Featured Research

from universities, journals, and other organizations

Mathematical Distribution Links Open Source Software And Literature

Date:
February 2, 2009
Source:
ETH Zurich
Summary:
The frequency of words in texts, the size of companies and the linking together of components in Linux software distributions show approximately the same mathematical distribution: they obey Zipf’s law. Researchers have tested how this happens in Linux programs.

The number of packets (y axis) to which more than C links point (x axis). On the double logarithmic scale, all four Debian Linux distributions that were studied yield straight lines with a gradient of approximately -1, which corresponds to Zipf's law.
Credit: Image courtesy of ETH Zurich

The frequency of words in texts, the size of companies and the linking together of components in Linux software distributions show approximately the same mathematical distribution: they obey Zipf’s law. ETH Zurich researchers tested how this happens in Linux programs.

In the first half of the twentieth century, the American linguist George Kingsley Zipf studied how often each word occurs in literary texts. A few words were very frequent, e.g. "the" and "and", but the majority of words occurred only rarely. The resulting pattern could be expressed in figures: the most frequent word occurred about twice as often as the second most frequent and three times as often as the third most frequent, i.e. the frequency of a word was inversely proportional to its rank. This has since been called Zipf’s law.

Scientists have discovered that this distribution holds true – more or less – for quite different systems, e.g. the numbers of visitors to web sites, the size of towns and the size of companies in numerous countries. Researchers suspected that this recurring pattern is associated with the growth process of the systems being studied.

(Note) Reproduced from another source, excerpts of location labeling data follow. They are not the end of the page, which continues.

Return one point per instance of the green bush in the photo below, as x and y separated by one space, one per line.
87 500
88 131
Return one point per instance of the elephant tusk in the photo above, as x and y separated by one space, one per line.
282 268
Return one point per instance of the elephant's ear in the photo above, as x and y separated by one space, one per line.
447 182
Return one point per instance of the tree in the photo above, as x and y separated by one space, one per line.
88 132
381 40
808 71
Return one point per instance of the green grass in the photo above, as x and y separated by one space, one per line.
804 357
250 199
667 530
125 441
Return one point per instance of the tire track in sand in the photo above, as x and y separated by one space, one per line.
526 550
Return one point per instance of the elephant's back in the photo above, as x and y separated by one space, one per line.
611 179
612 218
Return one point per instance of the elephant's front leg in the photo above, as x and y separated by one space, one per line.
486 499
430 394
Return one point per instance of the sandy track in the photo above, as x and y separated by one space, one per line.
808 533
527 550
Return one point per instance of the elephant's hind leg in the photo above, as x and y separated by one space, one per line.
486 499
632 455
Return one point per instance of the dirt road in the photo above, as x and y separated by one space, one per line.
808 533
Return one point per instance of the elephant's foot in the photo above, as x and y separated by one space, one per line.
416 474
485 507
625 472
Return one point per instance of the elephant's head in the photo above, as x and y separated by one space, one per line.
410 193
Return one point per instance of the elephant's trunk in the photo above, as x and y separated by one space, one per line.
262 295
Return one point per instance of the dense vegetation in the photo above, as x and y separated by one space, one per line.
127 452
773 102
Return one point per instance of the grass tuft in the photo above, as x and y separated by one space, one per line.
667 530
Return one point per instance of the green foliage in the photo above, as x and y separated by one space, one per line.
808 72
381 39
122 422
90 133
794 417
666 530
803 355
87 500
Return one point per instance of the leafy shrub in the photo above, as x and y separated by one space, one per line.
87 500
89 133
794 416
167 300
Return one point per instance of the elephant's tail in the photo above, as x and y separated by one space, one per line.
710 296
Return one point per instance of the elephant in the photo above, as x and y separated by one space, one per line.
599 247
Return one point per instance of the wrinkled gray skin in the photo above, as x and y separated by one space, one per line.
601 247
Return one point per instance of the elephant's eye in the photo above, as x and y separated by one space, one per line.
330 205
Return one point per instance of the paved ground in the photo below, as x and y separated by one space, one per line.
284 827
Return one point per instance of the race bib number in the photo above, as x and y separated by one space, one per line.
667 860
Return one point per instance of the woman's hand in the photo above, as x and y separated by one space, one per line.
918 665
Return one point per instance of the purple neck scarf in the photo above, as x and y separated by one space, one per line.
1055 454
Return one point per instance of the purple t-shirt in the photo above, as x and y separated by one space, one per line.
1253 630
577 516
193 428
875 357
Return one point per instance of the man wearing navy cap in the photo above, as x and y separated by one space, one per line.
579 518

Free-of-charge raw material due to Open Source

Doctoral student Thomas Maillart and Didier Sornette, Professor on the Chair of Entrepreneurial Risks, together with Sebastian Spδth and Georg von Krogh, Professor on the Chair of Strategic Management and Innovation at ETH Zurich, have now demonstrated empirically the conditions under which a distribution obeying Zipf’s law occurs. They did this by examining the linking of Linux software packets.

Their results were published in the scientific journal Physical Review Letters and mentioned in Nature as a Research Highlight.

In an earlier publication, Sornette had already suggested carrying out an empirical test of Zipf’s law. When searching for a subject for his thesis, his doctoral student Thomas Maillart came across an article about open source software by Sebastian Spδth and Georg von Krogh. Maillart realised that this contained data with which the origin of Zipf’s law could be verified.

Linux is an operating system similar to Microsoft Windows or Mac OS. Many versions of it are available to download free of charge via the Internet. Each Linux distribution consists of various software packets which thus represent free-of-charge raw material for the scientists to use in their research. Debian Linux – the distribution studied by the ETH Zurich researchers – comprised only 474 packets in 1996, whereas there were already more than 18,000 in 2007.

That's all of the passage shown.